Author: Daniel Hofer, Dipl. El.-Ing. FH and Bernhard Vetterli, Dipl. El.-Ing. HTL
Keller‘s OEM transmitters are systems that can be described as „embedded“ in the best sense of the word – and in two different ways. First, the sensor and the downstream electronics are embedded in the same housing and second, the transmitter capsules themselves are ideally suited for embedding in application- specific systems. Depending on requirements, the output signal is standardized and temperature-compensated (ratiometric or digital).
Thanks to the Chip-in-Oil (CiO) technology developed at Keller, the trend toward sensor miniaturization is now a reality. This development can offer impressive advantages: an extremely compact structural design, high resistance to electrical noise fields and high vibration resistance thanks to low mass and short conduction paths.
To put it clearly, CiO technology means that an ASIC is fitted directly next to the pressure sensor - in the same housing - to provide users with a whole range of beneficial functions. However, this does not make the pressure measurement capsule any larger: its external dimensions remain the same. This transmitter concept is available in housings 4L ... 9L, starting from a diameter of 11 mm.
Sintered-in pressure-resistant glass lead-throughs feed the transmitter signals outwards. The internal wiring uses short, lightweight bonding wires - with the total exclusion of air in oil. First, this approach eliminates the need to connect filigree signal processing boards with multiwire cabling in the rest of the installation process for the pressure transducer. And second, there is no need to protect the downstream electronics against moisture and condensation.

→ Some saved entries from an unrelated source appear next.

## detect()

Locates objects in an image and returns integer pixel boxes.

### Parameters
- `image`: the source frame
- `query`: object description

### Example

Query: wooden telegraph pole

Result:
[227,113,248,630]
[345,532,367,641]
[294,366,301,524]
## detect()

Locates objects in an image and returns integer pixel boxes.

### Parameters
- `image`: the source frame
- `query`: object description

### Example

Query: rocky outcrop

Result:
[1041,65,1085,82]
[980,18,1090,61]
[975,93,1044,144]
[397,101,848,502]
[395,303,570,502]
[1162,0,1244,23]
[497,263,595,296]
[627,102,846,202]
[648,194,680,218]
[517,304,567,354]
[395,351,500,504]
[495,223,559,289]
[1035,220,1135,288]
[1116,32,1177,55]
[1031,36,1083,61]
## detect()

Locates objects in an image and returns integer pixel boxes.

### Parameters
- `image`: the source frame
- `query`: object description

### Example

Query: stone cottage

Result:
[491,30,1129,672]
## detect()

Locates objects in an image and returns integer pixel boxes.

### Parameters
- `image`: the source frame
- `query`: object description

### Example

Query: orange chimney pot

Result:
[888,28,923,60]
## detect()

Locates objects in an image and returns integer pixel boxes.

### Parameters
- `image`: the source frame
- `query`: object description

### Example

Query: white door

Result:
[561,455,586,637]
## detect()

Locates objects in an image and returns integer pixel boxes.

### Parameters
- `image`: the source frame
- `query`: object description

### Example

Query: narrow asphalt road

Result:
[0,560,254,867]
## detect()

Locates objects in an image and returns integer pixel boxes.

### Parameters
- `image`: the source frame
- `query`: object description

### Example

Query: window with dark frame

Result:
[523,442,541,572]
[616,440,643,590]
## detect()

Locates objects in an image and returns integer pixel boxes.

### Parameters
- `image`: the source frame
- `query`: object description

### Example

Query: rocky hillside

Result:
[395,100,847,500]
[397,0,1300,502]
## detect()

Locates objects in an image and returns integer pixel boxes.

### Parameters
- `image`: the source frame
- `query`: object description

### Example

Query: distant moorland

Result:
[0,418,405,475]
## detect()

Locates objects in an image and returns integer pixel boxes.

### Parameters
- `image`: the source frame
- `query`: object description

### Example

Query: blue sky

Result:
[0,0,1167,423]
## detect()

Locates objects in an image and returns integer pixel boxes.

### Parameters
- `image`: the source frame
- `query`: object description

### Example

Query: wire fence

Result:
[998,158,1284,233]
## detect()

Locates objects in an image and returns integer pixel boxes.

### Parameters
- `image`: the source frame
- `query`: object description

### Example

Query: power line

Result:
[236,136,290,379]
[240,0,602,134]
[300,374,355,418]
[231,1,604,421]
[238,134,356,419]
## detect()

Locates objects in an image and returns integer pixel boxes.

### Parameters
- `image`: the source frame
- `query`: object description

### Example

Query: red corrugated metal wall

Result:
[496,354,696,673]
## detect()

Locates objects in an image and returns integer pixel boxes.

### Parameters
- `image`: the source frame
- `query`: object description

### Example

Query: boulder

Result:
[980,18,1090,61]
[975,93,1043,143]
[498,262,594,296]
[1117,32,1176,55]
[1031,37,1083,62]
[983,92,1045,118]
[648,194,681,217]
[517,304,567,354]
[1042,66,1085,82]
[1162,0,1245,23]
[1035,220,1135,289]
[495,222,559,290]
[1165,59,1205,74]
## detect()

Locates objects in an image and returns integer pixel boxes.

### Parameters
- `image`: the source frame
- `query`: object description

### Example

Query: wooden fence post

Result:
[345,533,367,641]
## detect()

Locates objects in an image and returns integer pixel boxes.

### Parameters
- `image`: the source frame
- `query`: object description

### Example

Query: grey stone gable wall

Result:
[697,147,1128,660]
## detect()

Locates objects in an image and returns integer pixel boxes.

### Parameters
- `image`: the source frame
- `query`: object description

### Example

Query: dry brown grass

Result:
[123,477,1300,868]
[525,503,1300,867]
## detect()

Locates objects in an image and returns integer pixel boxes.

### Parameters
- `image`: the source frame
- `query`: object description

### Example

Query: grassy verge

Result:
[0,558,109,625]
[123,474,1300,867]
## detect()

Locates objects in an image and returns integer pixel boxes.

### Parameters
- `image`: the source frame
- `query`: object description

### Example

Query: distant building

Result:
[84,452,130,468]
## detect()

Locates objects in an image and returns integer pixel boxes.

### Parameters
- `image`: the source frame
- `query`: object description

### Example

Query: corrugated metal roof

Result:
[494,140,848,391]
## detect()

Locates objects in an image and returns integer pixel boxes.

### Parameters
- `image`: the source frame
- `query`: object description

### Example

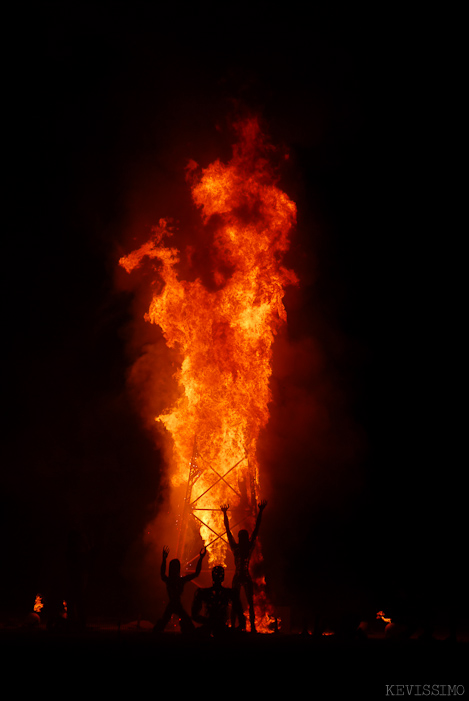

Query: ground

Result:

Together with the high-grade steel housing, the glass leadthroughs act as feedthrough capacitors, forming a Faraday cage. This makes the CiO technology
extremely resilient to electrical fields. Even field strengths of 250 V/m at frequencies of up to 4 GHz are unable to influence the measurement signal. The digital interface must be protected by the equipment manufacturer itself.
The ASIC is designed as a microcontroller with the corresponding peripherals, so the sensor signals can be registered with high resolution and dynamism. In addition to the process pressure as such, the temperature of the pressure sensor is measured and is used for mathematical temperature compensation when the signal is processed.
OEM transmitters supply two output signals: a ratiometric analog voltage output and a digital inter-integrated circuit interface (I2C).
The secret of the ratiometric format of the output signal is that it actually has no format at all, because it depends on the voltage supplied. This is an inestimable advantage for applications in integrated systems. If the analog-to-digital converter downstream of the transmitter is operated with the same supply voltage, the digital measured value will always be correct. This is because the height of the digitization steps depends on the voltage supply, but the number of steps does not – and their number is the critical factor. Using ratiometric signals substantially reduces the outlay on passing signals from the pressure transmitter to the A/D converter in the downstream electronics, and calibration steps are unnecessary; in the specific case of connection to a microcontroller with an integrated A/D converter, this outlay equals zero. Nevertheless, an interval is specified for the output signal, i.e. 0.5 ... 4.5 V for a supply voltage of 5.0 V. With a stable and precise supply voltage, this interval can also be used directly as the „standard signal“. The sampling rate of 2kHz offers amazingly good dynamic scope for a product based on the AD/DA principle. Moreover, the embedded electronics in CiO technology provide constant protection against overvoltage and polarity reversal on all lines up to ± 33 VDC.
OEM transmitters that are the same size as pressure measurement capsules are never connected directly to field bus systems. Instead, the respective coupling modules have corresponding input interfaces, e.g. for the inter-integrated circuit or I2C interface. For years, this has been the serial standard to cope with short distances in embedded systems. The I2C master needs two lines for the serial data and the pulse (clock) for synchronous sampling. Consequently, no timing requirements are specified for the master - which, in fact, determines the timing. Each OEM transmitter has its own address, which is addressed by the I2C master. In the existing configuration, one master could manage 128 different addresses. The pressure and temperature values are registered by means of a request from the master, and are then available at the transmitters (slaves) after less than 4 ms, so that they can be clocked out according to a specified protocol. The values are temperature-compensated and –standardized, and they only need to be scaled from the 15-bit integer to a pressure and/or temperature with units.